I haven't been in the habit of doing book reviews, but this is the must-read story told in "The Great Deception" by Christopher Booker and Richard North. Any student of EU law is already aware that the major accomplishment of the "European project" has been the massive accretion of power to a distant, unelected elite. On some level, elected officials were aware that plans to turn over their country's treasury and independence to an appointed technocracy would be a tad controversial. So another prominent feature of The European Project has been the Orwellian euphemisms that fill officials' statements, to obscure the magnitude of their betrayal.

In the name of progress, Europe's parliamentary democracies are now subject to the ever-tighter grip of a capricious, secretive aristocracy. Why supranationalism should be the panacaea for plain old European nationalism has never been clear: in the end, it still results in tyranny. The Eurocrats won't be the masters for long, however, not at the rate Islamists are colonizing Europe -- a takeover encouraged, facilitated, and applauded by the elites themselves. Not since the decay of the Roman Empire has there been a ruling class so hungry for power, yet so careless with it.

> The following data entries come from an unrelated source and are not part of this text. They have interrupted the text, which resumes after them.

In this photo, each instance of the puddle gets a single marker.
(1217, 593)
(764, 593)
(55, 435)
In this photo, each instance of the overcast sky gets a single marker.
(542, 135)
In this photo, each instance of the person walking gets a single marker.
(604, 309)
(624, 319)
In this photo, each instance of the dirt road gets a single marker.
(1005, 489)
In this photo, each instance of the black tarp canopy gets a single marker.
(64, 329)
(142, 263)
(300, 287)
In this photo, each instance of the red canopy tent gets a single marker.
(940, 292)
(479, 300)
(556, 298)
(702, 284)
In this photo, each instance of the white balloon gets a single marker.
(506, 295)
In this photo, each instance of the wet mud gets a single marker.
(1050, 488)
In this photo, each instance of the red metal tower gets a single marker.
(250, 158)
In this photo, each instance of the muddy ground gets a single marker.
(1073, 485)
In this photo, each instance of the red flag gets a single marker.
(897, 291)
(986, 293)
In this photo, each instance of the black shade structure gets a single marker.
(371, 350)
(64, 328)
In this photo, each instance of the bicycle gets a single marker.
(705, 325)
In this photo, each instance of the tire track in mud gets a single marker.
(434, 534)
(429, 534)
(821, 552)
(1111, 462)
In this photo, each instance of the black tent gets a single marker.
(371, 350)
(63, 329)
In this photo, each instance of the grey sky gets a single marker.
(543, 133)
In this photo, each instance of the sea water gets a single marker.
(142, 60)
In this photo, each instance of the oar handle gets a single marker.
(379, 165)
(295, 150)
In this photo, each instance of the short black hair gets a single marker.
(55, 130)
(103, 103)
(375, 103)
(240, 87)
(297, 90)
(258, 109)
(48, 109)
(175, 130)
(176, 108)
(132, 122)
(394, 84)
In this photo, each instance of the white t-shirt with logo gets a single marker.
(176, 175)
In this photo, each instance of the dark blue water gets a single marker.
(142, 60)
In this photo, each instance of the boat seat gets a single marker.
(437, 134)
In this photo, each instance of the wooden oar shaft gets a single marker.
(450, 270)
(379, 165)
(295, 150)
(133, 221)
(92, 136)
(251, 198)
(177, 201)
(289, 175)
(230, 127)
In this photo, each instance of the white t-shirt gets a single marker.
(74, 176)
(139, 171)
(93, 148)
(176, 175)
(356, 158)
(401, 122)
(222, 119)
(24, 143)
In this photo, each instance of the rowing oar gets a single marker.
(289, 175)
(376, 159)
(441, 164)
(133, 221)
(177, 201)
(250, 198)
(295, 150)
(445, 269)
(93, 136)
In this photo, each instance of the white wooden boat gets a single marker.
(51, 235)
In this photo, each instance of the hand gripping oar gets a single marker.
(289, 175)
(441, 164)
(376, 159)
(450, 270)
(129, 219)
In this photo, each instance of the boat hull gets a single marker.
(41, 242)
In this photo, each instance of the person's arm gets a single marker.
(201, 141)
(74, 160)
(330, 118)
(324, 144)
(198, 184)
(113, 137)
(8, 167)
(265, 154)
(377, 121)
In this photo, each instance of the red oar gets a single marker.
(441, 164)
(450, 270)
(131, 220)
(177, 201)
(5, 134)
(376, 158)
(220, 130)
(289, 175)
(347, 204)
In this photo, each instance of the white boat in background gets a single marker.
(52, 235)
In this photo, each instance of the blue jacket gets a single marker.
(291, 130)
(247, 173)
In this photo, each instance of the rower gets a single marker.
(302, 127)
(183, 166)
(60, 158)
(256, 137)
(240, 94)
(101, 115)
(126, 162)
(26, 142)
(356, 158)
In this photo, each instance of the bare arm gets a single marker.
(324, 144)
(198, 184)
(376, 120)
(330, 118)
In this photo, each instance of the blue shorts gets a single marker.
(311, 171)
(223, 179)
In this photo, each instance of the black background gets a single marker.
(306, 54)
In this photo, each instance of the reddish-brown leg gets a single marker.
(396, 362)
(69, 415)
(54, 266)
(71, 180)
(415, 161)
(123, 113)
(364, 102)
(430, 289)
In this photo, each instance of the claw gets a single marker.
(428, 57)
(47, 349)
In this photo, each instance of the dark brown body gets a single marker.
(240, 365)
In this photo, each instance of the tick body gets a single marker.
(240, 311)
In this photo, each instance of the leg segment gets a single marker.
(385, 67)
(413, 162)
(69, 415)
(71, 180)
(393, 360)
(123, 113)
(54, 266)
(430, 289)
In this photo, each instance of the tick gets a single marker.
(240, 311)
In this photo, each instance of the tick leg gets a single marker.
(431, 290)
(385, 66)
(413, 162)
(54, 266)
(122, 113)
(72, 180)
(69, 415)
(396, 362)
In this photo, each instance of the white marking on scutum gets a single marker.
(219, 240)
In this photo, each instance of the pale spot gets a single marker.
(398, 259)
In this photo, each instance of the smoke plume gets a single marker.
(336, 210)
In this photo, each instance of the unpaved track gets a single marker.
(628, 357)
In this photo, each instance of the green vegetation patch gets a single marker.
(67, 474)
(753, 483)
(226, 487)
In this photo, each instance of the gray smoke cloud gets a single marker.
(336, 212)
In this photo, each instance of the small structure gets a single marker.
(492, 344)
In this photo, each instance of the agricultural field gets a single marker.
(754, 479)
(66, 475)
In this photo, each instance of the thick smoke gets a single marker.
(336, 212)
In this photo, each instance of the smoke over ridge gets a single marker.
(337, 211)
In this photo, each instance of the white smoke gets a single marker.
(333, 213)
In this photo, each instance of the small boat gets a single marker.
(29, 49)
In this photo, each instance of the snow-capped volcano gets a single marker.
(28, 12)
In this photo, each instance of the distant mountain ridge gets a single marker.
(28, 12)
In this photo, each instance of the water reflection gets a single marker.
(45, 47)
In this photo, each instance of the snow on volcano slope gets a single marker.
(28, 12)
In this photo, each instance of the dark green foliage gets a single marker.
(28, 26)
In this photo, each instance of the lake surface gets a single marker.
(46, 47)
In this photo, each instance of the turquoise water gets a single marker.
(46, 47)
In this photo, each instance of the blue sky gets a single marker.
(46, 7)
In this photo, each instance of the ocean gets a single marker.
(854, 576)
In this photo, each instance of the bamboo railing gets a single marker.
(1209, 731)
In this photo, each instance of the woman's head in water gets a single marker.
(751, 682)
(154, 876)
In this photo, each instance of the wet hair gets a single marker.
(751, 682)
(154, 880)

Some Europeans tell me that Europeans and Americans shouldn't fight, because we share the same fundamental values. I appreciate the conciliatory gesture, but really, we don't. Beyond democracy and free speech -- which in Europe are increasingly being converted from tangible rights into theoretical ideals -- Americans demand transparency and accountability, and would have rebelled long before such a "project" got so far. The Kyoto Protocol, as well as Bush's "guest worker" program, are just such anti-democratic bilge, and in America, that dog don't hunt.

Ultimately, it's not about beliefs, but about disposition. In most countries, ordinary Europeans did not consent to the Brussels dictatorship, but they are not disposed to fight it either. It's true that a majority of French and Dutch voters rejected the EU Constitution last year. But for most of them, it wasn't because it would have extended and consolidated the EU's powers, but because it didn't go far enough. In this key sense, Europeans and Americans have very little in common. Millions of Europeans who sold the clothes off their backs to get to Ellis Island understood this; only the form, rather than the substance, has changed.

This doesn't mean that Americans should shrug and let Europeans lie in the bed they made. As in WWII, American heritage, and American security, depends on extricating Britain from this mess. One author of the abovementioned book, Dr. North, has a blog: go ye and read.